CALGARY, March 28, 2018 /CNW/ – Connacher Oil and Gas Limited (“Connacher” or the “Company”) is pleased to announce that the Court of Queen’s Bench of Alberta (the “Court”) in Connacher’s Companies’ Creditors Arrangement Act (“CCAA”) proceeding has approved Connacher’s entry into a Support Agreement (the “Support Agreement”) with first lien lenders holding in excess of 75% of the principal amount of debt outstanding under the First Lien Credit Agreement dated as of May 23, 2014 (as amended) (the “First Lien Credit Agreement”) and the commencement of a new sale and investment solicitation process (the “SISP”).
The Support Agreement provides the foundation for Connacher’s exit from CCAA protection by securing majority first lien lender support for the commencement of a new SISP and the implementation of either a (i) “Superior Transaction” identified during the SISP, or (ii) pre-negotiated credit bid transaction to acquire the assets of Connacher (the “Credit Bid Transaction”) in the event that a Superior Transaction is not identified. The SISP procedures prohibit the first lien lenders from modifying their Credit Bid Transaction to compete with bidders in the SISP.

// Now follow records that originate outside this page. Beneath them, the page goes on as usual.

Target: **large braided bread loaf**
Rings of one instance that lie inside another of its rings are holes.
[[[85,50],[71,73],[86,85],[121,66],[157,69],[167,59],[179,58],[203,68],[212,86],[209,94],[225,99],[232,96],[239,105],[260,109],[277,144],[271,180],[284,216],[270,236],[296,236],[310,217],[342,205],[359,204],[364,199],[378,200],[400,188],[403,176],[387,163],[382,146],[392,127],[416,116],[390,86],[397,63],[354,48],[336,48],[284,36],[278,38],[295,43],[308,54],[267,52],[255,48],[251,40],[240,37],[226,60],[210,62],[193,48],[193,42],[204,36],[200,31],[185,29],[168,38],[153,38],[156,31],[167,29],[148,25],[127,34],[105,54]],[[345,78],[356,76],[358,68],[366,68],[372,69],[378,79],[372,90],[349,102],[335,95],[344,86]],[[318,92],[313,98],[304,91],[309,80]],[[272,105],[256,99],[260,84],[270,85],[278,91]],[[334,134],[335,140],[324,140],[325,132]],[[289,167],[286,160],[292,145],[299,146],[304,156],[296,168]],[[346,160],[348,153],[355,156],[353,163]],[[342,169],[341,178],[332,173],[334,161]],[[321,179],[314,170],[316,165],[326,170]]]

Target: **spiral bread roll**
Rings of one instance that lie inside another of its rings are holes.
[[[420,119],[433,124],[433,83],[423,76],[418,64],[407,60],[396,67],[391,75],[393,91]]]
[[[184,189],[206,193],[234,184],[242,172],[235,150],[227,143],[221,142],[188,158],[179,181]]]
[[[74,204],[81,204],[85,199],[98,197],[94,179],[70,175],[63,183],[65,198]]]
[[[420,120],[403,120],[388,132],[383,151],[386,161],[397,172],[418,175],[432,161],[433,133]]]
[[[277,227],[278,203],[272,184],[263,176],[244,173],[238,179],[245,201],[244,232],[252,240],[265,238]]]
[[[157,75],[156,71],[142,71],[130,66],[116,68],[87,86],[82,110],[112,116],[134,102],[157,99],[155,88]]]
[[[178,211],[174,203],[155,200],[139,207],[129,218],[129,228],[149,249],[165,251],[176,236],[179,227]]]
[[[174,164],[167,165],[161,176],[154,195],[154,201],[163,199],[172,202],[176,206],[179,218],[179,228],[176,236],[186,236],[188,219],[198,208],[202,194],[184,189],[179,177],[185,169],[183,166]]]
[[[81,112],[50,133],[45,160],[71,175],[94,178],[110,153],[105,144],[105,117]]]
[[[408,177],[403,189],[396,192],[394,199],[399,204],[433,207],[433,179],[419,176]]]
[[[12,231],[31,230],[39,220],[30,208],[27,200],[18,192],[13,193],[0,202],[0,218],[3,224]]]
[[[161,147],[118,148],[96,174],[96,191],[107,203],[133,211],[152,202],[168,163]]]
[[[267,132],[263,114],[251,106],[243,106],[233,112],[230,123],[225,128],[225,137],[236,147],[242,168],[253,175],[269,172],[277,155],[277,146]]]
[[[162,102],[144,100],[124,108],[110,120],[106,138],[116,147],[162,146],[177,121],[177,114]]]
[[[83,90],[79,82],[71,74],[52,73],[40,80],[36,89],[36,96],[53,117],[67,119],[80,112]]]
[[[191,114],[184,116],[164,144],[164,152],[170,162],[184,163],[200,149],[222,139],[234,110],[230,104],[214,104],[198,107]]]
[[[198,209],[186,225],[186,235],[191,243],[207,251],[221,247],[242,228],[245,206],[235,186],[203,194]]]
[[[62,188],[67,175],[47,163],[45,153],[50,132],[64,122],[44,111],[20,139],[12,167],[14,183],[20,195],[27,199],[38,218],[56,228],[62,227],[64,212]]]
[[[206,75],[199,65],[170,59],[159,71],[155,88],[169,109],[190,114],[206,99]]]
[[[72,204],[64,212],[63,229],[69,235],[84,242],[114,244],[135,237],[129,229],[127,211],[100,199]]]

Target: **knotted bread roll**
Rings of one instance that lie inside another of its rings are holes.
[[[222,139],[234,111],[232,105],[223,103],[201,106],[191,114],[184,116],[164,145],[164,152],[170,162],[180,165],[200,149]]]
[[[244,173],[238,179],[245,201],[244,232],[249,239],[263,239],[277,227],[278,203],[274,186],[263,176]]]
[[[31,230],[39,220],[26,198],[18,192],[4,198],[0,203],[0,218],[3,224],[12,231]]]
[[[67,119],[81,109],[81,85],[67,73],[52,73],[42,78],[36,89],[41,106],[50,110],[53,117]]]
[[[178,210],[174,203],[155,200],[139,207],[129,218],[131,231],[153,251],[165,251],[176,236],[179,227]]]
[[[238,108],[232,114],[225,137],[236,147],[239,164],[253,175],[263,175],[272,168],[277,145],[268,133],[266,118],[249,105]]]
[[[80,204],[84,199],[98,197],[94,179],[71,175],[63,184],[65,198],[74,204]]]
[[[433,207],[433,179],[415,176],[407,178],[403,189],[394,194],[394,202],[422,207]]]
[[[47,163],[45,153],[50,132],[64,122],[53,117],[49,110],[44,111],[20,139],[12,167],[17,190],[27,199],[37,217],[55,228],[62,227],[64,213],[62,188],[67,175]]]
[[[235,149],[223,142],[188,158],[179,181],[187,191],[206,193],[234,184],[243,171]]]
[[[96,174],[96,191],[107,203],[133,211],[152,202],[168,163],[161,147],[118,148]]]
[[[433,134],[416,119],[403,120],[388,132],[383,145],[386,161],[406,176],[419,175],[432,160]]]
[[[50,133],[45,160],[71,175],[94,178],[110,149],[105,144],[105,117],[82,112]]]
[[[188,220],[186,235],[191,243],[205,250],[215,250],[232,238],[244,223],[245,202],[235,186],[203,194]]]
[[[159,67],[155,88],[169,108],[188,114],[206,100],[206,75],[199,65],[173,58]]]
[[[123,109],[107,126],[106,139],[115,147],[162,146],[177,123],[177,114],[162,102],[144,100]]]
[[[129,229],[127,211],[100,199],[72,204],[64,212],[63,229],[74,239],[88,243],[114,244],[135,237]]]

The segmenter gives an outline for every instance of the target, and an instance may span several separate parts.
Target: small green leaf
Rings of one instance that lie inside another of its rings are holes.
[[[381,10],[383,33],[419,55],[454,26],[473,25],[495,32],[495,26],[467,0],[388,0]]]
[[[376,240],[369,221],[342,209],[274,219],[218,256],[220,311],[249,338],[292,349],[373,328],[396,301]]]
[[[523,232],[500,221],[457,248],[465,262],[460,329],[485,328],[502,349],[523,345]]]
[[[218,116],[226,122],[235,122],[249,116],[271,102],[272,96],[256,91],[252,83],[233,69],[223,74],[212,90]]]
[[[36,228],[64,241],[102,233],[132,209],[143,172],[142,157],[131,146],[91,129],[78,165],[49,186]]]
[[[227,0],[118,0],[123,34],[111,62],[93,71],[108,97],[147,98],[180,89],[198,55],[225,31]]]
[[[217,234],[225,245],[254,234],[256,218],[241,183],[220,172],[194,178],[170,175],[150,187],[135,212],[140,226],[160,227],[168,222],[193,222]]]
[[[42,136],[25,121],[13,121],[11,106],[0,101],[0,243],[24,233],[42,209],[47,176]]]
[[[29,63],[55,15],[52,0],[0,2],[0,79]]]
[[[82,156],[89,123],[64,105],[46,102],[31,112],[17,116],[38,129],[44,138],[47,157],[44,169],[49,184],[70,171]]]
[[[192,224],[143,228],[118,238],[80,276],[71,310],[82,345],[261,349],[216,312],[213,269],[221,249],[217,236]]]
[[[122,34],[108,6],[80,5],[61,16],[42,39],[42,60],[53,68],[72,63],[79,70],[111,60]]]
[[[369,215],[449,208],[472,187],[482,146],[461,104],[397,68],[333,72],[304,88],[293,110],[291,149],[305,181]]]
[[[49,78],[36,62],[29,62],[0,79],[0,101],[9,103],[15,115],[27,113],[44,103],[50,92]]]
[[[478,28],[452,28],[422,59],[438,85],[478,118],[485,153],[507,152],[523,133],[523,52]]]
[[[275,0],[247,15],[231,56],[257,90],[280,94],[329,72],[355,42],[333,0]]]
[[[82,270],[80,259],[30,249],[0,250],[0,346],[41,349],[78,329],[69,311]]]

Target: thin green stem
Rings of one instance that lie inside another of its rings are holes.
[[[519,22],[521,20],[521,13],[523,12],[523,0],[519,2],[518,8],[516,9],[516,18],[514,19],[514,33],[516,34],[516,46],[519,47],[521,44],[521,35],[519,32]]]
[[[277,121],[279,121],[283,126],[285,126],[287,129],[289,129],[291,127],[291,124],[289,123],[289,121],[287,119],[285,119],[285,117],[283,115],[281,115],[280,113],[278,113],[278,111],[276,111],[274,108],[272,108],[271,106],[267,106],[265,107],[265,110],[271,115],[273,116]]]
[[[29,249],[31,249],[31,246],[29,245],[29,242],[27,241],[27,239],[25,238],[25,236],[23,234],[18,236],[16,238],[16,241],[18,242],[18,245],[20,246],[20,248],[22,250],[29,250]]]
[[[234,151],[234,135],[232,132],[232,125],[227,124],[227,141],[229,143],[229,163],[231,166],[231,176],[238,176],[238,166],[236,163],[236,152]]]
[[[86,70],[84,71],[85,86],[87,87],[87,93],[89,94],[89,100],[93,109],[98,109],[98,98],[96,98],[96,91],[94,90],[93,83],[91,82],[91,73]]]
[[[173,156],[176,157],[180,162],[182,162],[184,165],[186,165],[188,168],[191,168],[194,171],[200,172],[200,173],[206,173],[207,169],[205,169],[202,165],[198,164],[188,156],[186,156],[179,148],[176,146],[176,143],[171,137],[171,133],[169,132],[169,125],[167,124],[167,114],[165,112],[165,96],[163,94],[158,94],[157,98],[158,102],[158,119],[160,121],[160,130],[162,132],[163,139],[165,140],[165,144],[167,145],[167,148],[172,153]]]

Connacher has engaged Houlihan Lokey Capital, Inc. (“Houlihan”) as financial advisor to conduct the SISP and solicit sale or investment proposals that provide net sale or investment proceeds of at least C$90,000,000, exclusive of Connacher’s cash on hand, plus an amount sufficient to pay all claims ranking pari passu or in priority to the obligations under the First Lien Credit Agreement (a “Superior Transaction”).
In light of the Company’s improved financial performance resulting from cost efficiencies realized during the CCAA process and the improvement in oil prices, Connacher believes that it is appropriate to exit from CCAA in the short term, either through a third party sale or investment transaction or a creditor-driven restructuring. Concurrent with the closing of the sale of the sliding scale royalty to Burgess Energy Holdings, L.L.C. on January 30, 2018, Connacher repaid in full its DIP financing in the amount of US$16,521,164. The Company’s cash balances as at March 26, 2018 were C$57,626,382.
The SISP deadline for delivery of initial non-binding letters of intent is 12:00 p.m. (Mountain Time) on May 23, 2018. The timing and procedures governing the SISP, the terms of participation of prospective purchasers, and the criteria for the submission, evaluation and selection of bids are set out in the Court order approving the SISP dated March 28, 2018. For the relevant Court filings or for further information on the process please see the Monitor’s website at: www.ey.com/ca/connacheroilandgas. Parties or persons interested in participating in the SISP are invited to contact Justin Zammit at Houlihan by email at JZammit@HL.com.
The key features of the Credit Bid Transaction include (i) formation of a new entity (“Newco”) to acquire all or substantially all of Connacher’s assets; (ii) assumption by Newco of Connacher’s post-CCAA filing trade payables; (iii) offers of employment being made by Newco to all of Connacher’s employees; (iv) entry by Newco into a new senior secured facility (the “Newco Senior Secured Facility”); and (v) distribution of the shares of Newco and the obligations under the Newco Senior Secured Facility to the existing first lien lenders on the terms set out in the Support Agreement and related exhibits.
The Credit Bid Transaction or any Superior Transaction identified pursuant to the SISP will be subject to approval of the Court. Pursuant to the Support Agreement, Connacher expects to close a transaction by the end of August 2018.
Connacher is a Calgary-based in situ oil sands developer, producer, and marketer of bitumen. The Company holds a 100 per cent interest in approximately 447 million barrels of proved and probable bitumen reserves and operates two steam-assisted gravity drainage facilities located on the Company’s Great Divide oil sands leases near Fort McMurray, Alberta.